I've heard that argument that raising wages would cause American citizens to take up these jobs.
While it sounds logical, there's nothing in American history that says this will happen, that citizens would take these jobs.
What was America founded upon? Slavery. They wanted to enslave the indigenous people, but when that didn't work out, they enslaved Africans.
They always wanted an underclass.
When African Americans were freed, did they raise wages so white citizens would take the jobs? No. They imported coolie labor from Ireland and China. These men were under debt bondage, if not by law, then by the fact they faced racism.

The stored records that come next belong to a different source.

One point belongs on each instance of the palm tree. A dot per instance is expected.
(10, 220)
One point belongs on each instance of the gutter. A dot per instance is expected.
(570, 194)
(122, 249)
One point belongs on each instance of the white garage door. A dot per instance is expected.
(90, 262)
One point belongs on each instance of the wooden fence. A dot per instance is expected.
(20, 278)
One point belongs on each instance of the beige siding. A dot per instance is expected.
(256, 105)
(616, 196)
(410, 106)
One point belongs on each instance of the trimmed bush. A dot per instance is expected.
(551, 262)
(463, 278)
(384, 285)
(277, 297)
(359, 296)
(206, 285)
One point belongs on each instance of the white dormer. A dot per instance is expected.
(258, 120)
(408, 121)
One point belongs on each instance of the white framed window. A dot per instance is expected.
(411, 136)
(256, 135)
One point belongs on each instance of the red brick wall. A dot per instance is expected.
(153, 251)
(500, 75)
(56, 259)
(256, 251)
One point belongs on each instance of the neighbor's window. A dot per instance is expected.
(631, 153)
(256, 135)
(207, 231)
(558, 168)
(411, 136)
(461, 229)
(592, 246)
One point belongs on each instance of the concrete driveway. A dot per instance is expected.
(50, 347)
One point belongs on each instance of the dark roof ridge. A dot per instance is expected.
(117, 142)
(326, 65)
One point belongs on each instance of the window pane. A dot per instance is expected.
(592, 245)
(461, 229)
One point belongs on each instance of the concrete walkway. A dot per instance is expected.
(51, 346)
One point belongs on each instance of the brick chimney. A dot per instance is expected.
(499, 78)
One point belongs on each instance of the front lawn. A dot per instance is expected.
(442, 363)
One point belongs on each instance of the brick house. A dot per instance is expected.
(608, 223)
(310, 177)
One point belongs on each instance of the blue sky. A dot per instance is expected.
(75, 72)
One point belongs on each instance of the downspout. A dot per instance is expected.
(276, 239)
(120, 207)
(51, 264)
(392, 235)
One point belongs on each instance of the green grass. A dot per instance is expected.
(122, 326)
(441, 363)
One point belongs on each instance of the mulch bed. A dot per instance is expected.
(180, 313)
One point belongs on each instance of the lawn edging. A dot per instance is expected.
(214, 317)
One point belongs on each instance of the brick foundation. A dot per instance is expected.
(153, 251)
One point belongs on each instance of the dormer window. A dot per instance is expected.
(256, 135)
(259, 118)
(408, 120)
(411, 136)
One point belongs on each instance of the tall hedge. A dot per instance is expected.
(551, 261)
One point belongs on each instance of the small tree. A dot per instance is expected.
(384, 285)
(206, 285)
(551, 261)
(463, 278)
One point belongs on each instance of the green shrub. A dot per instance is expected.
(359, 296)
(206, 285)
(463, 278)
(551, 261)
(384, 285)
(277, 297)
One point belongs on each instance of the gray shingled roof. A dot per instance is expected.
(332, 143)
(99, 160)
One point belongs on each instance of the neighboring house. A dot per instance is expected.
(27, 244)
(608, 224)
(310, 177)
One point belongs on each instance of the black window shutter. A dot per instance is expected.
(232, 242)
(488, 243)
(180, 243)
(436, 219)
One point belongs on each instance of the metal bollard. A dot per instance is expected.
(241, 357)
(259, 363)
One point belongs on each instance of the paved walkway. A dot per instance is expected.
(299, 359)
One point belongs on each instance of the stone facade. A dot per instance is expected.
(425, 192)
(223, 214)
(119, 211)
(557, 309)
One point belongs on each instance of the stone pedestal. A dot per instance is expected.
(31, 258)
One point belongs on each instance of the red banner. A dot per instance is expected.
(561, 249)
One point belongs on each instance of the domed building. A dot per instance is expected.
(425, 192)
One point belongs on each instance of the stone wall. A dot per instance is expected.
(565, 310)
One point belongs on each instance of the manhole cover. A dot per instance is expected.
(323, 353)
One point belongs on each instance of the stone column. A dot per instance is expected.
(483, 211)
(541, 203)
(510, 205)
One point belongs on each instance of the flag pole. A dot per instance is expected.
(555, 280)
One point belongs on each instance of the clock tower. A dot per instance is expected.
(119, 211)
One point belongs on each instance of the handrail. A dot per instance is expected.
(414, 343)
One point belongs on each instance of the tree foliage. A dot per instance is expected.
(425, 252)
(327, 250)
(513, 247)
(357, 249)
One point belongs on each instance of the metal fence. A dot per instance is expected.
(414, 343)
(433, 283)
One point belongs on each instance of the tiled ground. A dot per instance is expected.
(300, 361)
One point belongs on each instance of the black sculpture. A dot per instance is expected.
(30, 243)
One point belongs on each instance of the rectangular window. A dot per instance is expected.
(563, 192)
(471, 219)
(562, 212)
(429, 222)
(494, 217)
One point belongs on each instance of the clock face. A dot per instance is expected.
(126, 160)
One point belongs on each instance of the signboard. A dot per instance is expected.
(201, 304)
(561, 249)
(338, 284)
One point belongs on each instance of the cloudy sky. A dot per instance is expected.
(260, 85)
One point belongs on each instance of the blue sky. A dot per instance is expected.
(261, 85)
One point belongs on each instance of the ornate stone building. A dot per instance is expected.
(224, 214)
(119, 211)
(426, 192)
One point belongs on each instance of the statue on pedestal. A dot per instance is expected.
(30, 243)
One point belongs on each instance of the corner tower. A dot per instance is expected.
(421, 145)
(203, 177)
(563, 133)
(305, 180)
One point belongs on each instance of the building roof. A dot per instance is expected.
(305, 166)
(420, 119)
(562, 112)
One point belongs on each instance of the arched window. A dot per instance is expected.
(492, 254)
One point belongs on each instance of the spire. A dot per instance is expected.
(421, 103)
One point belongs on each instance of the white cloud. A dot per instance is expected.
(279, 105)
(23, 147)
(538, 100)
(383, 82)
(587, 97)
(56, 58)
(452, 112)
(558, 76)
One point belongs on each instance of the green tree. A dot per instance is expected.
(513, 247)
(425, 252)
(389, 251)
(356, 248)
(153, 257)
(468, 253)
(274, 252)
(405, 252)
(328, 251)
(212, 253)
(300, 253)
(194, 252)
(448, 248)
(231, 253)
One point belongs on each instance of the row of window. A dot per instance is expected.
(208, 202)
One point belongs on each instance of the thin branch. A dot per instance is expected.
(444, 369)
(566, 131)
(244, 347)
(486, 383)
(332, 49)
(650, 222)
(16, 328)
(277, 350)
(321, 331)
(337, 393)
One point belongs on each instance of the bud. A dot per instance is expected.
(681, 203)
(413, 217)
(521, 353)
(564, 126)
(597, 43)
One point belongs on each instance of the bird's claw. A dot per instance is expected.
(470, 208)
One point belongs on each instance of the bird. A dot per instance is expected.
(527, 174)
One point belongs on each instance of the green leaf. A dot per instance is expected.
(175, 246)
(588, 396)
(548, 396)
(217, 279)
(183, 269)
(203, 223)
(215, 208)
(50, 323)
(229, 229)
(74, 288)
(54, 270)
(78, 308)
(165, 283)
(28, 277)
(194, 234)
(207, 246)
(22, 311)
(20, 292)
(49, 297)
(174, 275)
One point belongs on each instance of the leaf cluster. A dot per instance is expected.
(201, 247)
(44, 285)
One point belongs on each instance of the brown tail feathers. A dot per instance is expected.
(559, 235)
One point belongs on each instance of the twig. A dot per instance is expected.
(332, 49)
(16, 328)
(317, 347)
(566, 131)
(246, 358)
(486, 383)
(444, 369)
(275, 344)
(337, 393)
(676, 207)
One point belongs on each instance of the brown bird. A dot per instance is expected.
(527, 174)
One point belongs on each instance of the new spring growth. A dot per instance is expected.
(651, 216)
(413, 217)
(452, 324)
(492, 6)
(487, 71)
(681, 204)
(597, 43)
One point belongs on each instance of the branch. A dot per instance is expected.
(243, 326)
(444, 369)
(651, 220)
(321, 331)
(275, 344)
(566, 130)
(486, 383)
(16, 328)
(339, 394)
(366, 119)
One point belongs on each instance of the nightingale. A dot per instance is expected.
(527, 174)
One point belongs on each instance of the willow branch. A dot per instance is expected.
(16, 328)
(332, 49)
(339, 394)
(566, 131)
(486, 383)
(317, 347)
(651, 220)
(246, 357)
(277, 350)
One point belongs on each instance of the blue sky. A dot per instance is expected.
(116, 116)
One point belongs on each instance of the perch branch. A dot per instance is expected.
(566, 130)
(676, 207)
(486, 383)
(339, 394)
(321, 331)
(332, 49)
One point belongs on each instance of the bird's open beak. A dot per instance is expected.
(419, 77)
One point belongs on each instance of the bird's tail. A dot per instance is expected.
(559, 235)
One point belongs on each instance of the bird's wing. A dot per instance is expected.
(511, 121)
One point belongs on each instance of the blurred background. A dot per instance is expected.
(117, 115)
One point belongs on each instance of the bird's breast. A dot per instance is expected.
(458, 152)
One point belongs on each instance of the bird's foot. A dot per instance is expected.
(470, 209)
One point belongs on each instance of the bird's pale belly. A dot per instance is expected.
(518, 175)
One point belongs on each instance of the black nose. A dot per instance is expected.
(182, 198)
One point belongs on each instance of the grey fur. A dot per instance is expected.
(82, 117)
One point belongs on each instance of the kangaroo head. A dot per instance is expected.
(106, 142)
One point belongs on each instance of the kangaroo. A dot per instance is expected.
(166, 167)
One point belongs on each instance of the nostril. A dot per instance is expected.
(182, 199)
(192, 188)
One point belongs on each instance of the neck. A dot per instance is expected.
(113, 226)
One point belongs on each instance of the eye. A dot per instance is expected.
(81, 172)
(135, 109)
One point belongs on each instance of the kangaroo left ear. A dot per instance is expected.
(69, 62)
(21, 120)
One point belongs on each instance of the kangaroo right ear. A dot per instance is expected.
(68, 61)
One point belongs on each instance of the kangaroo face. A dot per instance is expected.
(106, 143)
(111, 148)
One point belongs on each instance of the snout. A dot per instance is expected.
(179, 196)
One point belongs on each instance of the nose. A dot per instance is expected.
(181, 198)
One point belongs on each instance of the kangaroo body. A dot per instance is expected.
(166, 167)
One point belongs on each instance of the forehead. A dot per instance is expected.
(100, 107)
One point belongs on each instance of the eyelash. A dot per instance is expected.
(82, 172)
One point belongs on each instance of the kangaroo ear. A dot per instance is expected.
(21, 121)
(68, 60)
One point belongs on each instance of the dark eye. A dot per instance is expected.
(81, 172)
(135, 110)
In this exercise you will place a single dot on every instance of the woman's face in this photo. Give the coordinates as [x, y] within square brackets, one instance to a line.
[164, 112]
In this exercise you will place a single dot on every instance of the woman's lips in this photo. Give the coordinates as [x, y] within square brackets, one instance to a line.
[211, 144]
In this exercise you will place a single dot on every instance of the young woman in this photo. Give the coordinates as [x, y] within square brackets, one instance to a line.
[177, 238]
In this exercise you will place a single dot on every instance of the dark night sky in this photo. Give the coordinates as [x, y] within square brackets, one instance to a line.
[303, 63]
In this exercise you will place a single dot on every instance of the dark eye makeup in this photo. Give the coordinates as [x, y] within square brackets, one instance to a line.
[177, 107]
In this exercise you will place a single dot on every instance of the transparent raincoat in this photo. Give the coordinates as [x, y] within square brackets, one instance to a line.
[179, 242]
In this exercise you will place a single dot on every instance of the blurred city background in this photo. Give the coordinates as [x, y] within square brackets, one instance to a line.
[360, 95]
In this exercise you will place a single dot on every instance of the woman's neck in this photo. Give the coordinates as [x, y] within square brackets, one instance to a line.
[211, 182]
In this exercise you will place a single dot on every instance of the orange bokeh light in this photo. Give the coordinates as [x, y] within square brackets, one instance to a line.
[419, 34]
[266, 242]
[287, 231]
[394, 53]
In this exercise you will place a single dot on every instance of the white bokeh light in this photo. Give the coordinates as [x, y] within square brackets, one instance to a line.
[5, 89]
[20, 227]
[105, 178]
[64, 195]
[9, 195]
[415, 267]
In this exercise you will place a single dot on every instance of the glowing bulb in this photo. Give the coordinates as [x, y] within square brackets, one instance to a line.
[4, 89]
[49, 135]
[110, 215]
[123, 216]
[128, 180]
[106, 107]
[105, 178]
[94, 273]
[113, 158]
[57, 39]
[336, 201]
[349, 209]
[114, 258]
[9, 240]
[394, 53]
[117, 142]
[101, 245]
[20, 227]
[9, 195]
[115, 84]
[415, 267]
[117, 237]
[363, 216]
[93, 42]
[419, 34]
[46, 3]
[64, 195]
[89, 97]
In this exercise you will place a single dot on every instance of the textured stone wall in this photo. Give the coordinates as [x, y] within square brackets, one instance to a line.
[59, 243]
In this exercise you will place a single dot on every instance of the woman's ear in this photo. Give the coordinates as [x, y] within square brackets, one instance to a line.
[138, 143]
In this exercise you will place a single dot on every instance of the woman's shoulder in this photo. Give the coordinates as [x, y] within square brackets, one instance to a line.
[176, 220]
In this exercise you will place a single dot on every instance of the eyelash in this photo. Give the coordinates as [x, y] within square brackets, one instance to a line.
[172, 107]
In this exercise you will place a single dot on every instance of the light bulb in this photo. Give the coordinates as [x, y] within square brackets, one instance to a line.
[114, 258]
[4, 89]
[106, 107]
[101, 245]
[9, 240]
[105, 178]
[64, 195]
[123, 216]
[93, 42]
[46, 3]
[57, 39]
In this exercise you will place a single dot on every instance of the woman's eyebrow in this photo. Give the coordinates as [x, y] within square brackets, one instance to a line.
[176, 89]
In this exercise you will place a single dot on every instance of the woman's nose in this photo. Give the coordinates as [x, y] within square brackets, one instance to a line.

Then the Irish spearheaded attacks on Chinese, and eventually got a law to prohibit Chinese immigration. But, Asian contract labor continued, from Japan, Korea, and the Philippines, at different times, and each eventually excluded from immigration.
Then, when the economy went bad in the Depression, they deported Mexicans and Mexican Americans who were citizens.
When the demand for labor came back, they created a guest worker program called the Braceros, which was a virtual kind of slavery. They even got ripped off. Japanese Americans who had been imprisoned in concentration camps were also "allowed" to work on farms, for a fraction of what free people earned.
Then, after that, we had the "illegal immigrant" period, which, compared to the previous periods of labor importation that resembled slavery, was a period of relative freedom.
We also changed the economy a bit to use more imported goods.
Now, we're headed back into an exclusionary period, and it feels like fascism.
There were short periods during this history, when wages went up, and people could get some money doing farm labor, cleaning houses, doing handyperson work, killing animals for food, and so forth, doing exactly the same jobs that slaves did in the early days of the US. Those periods didn't last.